Softmax Actor Critic
- class rlforge.agents.policy_gradient.softmax_actor_critic.SoftmaxActorCriticAgent(actor_step_size, critic_step_size, avg_reward_step_size, num_actions, dims_ranges, temperature=1, iht_size=4096, num_tilings=8, num_tiles=8, wrap_dims=())
Softmax Actor-Critic Agent with average reward baseline.
This agent implements a vanilla actor-critic algorithm using tile coding for feature extraction and linear function approximation for both the actor (policy) and critic (value function). The actor updates are guided by the temporal-difference (TD) error, and actions are selected using a softmax distribution over action preferences.
Parameters
- actor_step_sizefloat
Learning rate for the actor updates.
- critic_step_sizefloat
Learning rate for the critic updates.
- avg_reward_step_sizefloat
Step size for updating the average reward baseline.
- num_actionsint
Number of discrete actions available in the environment.

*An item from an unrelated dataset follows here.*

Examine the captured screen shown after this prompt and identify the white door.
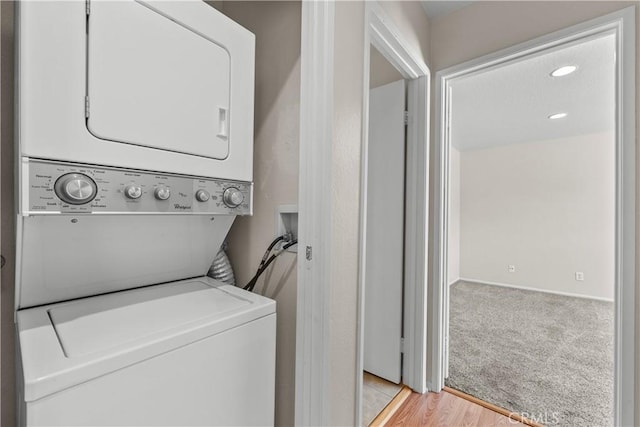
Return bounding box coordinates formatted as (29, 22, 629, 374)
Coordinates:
(364, 80, 405, 384)
(87, 1, 231, 160)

- dims_rangeslist of tuple
Ranges for each state dimension, used by the tile coder.
- temperaturefloat, optional
Temperature parameter for softmax exploration (default=1).
- iht_sizeint, optional
Size of the index hash table for tile coding (default=4096).
- num_tilingsint, optional
Number of tilings used in tile coding (default=8).
- num_tilesint, optional
Number of tiles per dimension (default=8).
- wrap_dimstuple, optional
Dimensions to wrap in tile coding (default=()).
- end(reward)
Complete an episode.
Performs a final update of the actor and critic using the terminal reward and the last cached state-action pair.
Parameters
- rewardfloat
Final reward received at the end of the episode.
- get_td_error(prev_tiles, reward, active_tiles, avg_reward)
Compute the temporal-difference (TD) error.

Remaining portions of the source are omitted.